The disaster could mean the complete extinction of Black fishermen in that area and the end of a way of life. The fishermen want BP, the multi-billion corporation responsible for the spill and the first Black president to do more—and do it now.
“We have nowhere to go. This is destroying families that have been working in this area for generations. I'm angry and I am ready to take this fight on. I don't care about being politically correct. My people are suffering and it has to stop now. Our country should not be bowing down to BP and allowing them to dictate policy!” oyster fisherman Byron Encalade told The Final Call.

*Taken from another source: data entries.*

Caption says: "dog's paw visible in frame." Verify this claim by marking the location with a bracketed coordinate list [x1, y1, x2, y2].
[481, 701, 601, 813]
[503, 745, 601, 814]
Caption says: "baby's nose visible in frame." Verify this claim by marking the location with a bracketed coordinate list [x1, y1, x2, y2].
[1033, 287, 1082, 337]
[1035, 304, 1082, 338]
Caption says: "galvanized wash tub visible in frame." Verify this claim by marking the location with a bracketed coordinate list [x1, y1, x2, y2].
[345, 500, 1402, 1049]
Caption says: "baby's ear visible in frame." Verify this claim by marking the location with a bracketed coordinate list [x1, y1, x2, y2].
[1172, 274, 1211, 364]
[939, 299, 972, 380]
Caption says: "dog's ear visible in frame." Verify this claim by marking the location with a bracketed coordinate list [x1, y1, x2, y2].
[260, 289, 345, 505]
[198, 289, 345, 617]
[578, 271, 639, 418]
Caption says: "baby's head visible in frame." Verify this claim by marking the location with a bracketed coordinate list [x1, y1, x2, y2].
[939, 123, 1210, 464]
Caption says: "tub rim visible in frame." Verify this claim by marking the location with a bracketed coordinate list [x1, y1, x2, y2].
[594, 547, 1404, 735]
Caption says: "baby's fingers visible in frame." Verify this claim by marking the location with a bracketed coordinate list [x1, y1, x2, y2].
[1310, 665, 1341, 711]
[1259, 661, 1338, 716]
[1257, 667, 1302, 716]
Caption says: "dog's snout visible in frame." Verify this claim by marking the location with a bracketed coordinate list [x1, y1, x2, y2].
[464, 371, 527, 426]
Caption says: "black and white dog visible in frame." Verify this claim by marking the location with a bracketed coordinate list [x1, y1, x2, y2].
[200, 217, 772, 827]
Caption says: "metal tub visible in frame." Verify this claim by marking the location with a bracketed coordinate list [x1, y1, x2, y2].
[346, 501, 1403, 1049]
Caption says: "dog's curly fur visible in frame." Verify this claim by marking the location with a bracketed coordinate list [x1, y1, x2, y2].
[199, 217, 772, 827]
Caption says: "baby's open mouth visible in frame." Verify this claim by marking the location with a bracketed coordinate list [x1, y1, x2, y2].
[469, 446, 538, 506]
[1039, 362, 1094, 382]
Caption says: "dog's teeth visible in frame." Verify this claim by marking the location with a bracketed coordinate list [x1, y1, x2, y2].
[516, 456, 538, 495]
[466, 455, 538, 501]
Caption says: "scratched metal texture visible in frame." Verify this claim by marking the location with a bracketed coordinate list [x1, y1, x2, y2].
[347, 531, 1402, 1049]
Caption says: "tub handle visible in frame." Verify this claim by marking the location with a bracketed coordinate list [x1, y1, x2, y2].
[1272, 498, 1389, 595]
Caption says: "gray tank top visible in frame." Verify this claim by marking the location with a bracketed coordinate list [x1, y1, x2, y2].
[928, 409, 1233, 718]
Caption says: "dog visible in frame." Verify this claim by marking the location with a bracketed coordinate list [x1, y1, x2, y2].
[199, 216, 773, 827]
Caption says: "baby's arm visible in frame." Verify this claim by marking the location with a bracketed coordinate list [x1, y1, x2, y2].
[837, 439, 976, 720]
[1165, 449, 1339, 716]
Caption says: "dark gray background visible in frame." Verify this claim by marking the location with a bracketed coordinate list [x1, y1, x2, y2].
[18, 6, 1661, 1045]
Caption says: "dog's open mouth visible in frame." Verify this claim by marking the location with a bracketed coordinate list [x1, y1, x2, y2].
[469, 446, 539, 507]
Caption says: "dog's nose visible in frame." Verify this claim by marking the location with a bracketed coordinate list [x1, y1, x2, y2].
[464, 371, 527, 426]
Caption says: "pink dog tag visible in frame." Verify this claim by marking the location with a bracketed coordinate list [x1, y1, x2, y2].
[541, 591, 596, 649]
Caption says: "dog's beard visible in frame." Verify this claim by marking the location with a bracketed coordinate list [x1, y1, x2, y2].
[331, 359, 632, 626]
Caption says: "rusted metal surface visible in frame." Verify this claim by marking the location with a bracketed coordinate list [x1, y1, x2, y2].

Mr. Encalade is president of the Louisiana Oysterman Association and the South Plaquemines United Fisheries Cooperative. His town, Pointe A'La Hache, is a small fishing village in Plaquemines Parish with approximately 300 people, mostly Blacks.
“The African American community in East Pointe A'La Hache is being wiped. All of our oyster beds are dead and provided that we get the money owed to us, it may take five to seven years before we recover from this spill. We're losing our culture and many may never recover from this like Katrina,” Mr. Encalade said.
The Black fishermen of Pointe A'La Hache have been a major factor in making Louisiana the top provider of shrimp, oysters, crab and crawfish in the U.S. while helping to generate $2.4 billion a year for the state economy.
‘We don't know what tomorrow will bring'
“These people have made millions on the backs of Black people like us working in the Gulf and we get treated like this. They have deprived and robbed us and it is time for someone to own up. I am tired of this crap and my group is getting ready to launch a national campaign to embarrass this country,” said Mr. Encalade.
“BP has treated me like sh--t. Every time I came with documents for my claims they kept asking me for more documents. Now they are telling me I won't receive anything in the month of August until I show more documents,” oyster fisherman Bert Battle told The Final Call.